Algorithms and Complexity Seminar

Thursday, March 6, 2008, 4:00-5:15pm in 32-G575.

Overcoming the L1 non-embeddability barrier: choose your host space wisely

Alexandr Andoni (MIT)

We propose a new technique for solving computational problems over "hard" distance metrics, such as designing nearest neighbor data structure for the edit distance (aka Levenshtein distance). The usual approach to such problems is through embeddings, which map a "hard" space into an "easy" host space, most notably L1. Although embedding into L1 has proved successful for some spaces, it has inherent limitations: it would provably require high approximation for some important metrics, including the edit distance.

Our new technique overcomes this "L1 non-embeddability barrier" for a variant of the edit distance, Ulam metric, which is edit distance on non-repetitive strings (formally, permutations). The Ulam metric captures the hardness caused by the misalignments in the edit distance, and in fact all known lower bounds for the edit distance hold for Ulam metric to almost the same degree. For example, embedding Ulam into L1 requires ~(log d) distortion (approximation), where d is the strings' length.

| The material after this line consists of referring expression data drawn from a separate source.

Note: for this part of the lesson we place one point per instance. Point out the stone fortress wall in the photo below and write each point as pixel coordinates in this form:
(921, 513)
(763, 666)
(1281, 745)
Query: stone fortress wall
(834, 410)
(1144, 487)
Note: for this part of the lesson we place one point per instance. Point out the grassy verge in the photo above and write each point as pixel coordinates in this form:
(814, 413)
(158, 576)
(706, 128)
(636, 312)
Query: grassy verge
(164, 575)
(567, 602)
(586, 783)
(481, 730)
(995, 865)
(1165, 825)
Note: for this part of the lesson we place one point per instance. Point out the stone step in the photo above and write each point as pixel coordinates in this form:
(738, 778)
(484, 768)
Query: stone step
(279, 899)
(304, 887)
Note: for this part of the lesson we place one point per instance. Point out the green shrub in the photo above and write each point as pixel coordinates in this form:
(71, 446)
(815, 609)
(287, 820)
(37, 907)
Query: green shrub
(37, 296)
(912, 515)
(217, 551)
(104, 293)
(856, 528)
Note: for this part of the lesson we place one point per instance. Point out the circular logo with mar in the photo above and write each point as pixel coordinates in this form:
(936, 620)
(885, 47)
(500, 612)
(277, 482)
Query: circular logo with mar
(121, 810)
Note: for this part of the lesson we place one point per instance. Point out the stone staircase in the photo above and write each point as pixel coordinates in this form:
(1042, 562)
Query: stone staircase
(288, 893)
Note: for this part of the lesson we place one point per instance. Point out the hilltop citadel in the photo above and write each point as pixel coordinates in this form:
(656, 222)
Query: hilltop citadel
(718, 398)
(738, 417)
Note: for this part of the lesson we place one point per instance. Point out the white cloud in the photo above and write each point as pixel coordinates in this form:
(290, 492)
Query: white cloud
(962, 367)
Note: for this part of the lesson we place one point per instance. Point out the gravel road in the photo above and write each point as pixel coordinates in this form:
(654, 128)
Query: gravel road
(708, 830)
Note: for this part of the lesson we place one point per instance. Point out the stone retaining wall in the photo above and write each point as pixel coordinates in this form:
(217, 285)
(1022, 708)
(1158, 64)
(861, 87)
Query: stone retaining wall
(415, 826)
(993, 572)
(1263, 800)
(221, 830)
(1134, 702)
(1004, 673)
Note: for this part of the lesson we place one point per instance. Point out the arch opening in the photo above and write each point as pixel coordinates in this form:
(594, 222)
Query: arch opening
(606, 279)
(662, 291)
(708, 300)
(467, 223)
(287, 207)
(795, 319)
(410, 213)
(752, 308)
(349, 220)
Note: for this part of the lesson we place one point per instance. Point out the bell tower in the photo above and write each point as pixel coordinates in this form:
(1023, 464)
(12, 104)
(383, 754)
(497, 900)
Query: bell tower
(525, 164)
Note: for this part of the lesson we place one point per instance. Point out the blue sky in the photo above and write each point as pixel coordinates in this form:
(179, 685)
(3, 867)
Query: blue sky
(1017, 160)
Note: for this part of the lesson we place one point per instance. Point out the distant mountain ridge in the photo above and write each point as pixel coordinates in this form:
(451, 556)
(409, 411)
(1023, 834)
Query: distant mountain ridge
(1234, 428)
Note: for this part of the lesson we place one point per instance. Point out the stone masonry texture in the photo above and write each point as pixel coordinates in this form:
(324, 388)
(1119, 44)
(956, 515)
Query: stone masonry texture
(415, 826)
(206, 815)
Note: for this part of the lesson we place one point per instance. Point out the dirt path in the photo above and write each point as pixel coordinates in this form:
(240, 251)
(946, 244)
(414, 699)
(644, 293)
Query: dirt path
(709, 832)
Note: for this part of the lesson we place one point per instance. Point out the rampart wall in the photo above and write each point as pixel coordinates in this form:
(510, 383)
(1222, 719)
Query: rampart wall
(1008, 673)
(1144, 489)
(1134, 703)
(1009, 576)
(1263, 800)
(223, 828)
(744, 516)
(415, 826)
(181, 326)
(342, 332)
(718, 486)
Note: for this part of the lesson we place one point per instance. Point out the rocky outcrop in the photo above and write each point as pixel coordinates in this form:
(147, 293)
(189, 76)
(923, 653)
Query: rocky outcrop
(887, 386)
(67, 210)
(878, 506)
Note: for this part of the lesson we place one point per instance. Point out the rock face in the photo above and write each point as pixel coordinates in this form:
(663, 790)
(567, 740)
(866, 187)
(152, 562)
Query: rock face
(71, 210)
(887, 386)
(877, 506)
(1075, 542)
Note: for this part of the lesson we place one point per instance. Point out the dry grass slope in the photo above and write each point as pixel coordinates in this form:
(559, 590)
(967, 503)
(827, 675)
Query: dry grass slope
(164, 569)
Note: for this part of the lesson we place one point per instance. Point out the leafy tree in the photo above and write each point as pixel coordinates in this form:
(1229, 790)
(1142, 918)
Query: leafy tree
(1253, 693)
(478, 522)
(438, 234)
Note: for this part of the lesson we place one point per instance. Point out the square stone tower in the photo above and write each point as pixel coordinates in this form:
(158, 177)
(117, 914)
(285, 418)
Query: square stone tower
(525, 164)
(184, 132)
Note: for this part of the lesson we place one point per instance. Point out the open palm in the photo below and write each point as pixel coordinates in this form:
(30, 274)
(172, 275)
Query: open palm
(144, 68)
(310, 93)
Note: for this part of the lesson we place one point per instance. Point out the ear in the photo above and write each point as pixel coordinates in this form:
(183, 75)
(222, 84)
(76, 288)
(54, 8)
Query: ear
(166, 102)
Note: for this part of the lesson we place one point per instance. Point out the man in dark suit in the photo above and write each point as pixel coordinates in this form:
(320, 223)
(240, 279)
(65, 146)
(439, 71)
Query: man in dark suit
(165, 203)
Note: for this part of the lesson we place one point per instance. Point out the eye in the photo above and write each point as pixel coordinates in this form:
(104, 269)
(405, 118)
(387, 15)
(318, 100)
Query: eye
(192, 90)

We achieve a nearest neighbor data structure for Ulam with exponentially better approximation, namely O(log log d). We do so by constructing a constant approximation mapping of the Ulam metric into an alternative, richer host space, which is an iterated product of standard spaces like L1 and L_infinity. Then we show that, despite the added richness, the new host space admits efficient nearest neighbor data structure.

This is joint work with Piotr Indyk and Robert Krauthgamer.

Host: Piotr Indyk

(The Algorithms and Complexity Seminar series talks are usually held Thursdays 4:00-5:15pm in 32-G575.)